Ep.1 くそったれた歴史

 この世界には魔法がある。魔法が発見されたのは今より500年前のことだ。それまでは物理的な世界で原始的な発展を遂げていた。時代は電気を操ることをあきらめ魔法に頼りだすようになった。結果として世界の水準は低いままだ。機械工学の発展の方が、魔法の研究よりも生活を豊かにする。魔法とは殺しの道具でしかないのだから。


 魔法を持たないものこそ真の人類である。異能に目覚めた者はすべからく人ならざる異界の化け物だ。新帝国軍規録第一節より抜粋。


 魔法は万人に与えられたのではなかった。魔法はにしか宿らない。端的に言えば有色人種アウトキャストにしか魔法は発現しない。そして、世界には白色人種ブランの方が多かった。そして、魔法が発見された際に覇権を取っていたのもまた白色人種だった。


 たったそれだけの優位性だけで・・・。




 未だに蝋燭が切れれば明かりの消える街灯のと同じ形で、ポールの上に置かれた水晶から白い建物の壁に投影される変わり映えの無い映像。戦場に設置されたはずの水晶体から映し出される、更新されないそれは決まってこう言う。

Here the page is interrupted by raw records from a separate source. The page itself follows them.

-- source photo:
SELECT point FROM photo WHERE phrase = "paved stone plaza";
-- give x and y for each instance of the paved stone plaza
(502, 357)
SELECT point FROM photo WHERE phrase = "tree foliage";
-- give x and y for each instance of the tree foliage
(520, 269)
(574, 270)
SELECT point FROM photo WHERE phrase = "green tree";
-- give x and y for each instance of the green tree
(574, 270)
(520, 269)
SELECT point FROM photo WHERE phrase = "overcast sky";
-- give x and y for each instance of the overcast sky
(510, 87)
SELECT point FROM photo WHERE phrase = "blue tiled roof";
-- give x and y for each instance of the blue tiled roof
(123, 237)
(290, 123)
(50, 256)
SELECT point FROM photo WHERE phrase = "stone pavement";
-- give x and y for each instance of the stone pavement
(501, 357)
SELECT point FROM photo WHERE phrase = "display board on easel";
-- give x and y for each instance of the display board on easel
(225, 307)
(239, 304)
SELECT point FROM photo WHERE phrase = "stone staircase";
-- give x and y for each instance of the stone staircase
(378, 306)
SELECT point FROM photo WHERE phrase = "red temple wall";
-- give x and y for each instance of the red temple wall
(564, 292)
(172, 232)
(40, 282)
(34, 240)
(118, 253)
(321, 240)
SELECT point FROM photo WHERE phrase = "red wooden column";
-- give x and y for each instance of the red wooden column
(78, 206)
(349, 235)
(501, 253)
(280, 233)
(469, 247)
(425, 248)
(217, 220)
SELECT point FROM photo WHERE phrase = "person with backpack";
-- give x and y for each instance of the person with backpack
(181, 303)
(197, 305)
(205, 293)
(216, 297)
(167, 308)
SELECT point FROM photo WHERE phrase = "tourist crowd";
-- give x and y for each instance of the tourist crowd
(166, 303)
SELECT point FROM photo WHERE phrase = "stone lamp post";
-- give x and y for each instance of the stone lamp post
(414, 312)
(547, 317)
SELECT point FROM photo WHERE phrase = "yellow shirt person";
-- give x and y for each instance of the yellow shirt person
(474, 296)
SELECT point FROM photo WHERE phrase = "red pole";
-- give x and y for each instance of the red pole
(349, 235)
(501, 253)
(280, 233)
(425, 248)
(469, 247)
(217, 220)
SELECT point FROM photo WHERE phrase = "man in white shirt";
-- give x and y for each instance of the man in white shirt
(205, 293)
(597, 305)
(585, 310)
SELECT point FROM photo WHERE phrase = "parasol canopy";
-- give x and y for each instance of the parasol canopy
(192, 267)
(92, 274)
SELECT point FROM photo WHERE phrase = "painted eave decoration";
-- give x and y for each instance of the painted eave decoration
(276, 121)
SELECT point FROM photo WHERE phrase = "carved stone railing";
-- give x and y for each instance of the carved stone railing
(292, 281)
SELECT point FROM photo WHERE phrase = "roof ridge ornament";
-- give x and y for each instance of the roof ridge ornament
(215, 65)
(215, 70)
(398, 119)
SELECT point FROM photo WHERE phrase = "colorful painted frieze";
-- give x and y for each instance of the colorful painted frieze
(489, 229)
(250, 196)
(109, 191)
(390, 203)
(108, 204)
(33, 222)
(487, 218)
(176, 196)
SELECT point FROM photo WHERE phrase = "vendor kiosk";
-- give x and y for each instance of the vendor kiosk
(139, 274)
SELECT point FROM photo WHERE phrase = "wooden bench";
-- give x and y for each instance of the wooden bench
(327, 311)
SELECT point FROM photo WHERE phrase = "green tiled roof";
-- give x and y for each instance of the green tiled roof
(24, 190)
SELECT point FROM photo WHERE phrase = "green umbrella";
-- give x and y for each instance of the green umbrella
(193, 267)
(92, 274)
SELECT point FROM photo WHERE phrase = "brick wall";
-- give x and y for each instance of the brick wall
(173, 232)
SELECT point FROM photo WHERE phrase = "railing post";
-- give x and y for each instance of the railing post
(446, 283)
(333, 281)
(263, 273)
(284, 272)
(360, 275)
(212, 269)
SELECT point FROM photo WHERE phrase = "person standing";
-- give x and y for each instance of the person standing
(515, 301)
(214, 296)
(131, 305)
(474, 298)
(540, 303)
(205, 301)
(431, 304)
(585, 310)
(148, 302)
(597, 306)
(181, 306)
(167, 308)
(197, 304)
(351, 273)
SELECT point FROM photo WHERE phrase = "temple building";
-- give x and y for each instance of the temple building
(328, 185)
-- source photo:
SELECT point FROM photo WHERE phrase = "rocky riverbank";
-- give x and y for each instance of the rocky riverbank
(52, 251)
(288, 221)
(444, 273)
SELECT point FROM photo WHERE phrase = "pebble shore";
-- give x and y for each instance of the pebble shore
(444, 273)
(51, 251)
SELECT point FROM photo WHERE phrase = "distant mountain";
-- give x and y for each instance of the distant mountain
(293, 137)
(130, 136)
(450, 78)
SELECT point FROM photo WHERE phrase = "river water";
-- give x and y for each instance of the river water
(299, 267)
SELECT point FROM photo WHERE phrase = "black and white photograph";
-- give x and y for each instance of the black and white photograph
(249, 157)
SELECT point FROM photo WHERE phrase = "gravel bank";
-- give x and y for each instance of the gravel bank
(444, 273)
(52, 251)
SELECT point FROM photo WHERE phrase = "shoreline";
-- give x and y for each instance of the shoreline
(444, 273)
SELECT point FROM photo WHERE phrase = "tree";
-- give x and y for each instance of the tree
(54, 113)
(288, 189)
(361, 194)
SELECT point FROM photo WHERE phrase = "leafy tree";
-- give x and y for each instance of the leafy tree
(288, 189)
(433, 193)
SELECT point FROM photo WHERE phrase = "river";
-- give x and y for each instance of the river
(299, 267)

「本日も異界から呼び出された魔物から奪われた前線拠点の奪還に成功しました!我が軍の損失は0であり物資の損耗も軽微なものです!我が国の領土全てを奪還するのも時間の問題でしょう!」


 戦死者0、死んでいるのは異界の化け物アウトキャストであるから。魔法が発展して間もなく魔物が出現するようになった。白色人種ブランは魔物が魔法師によってもたらされたものであると結論付けた。故に、アウトキャストが魔物と戦うのは至極当然のことである、と。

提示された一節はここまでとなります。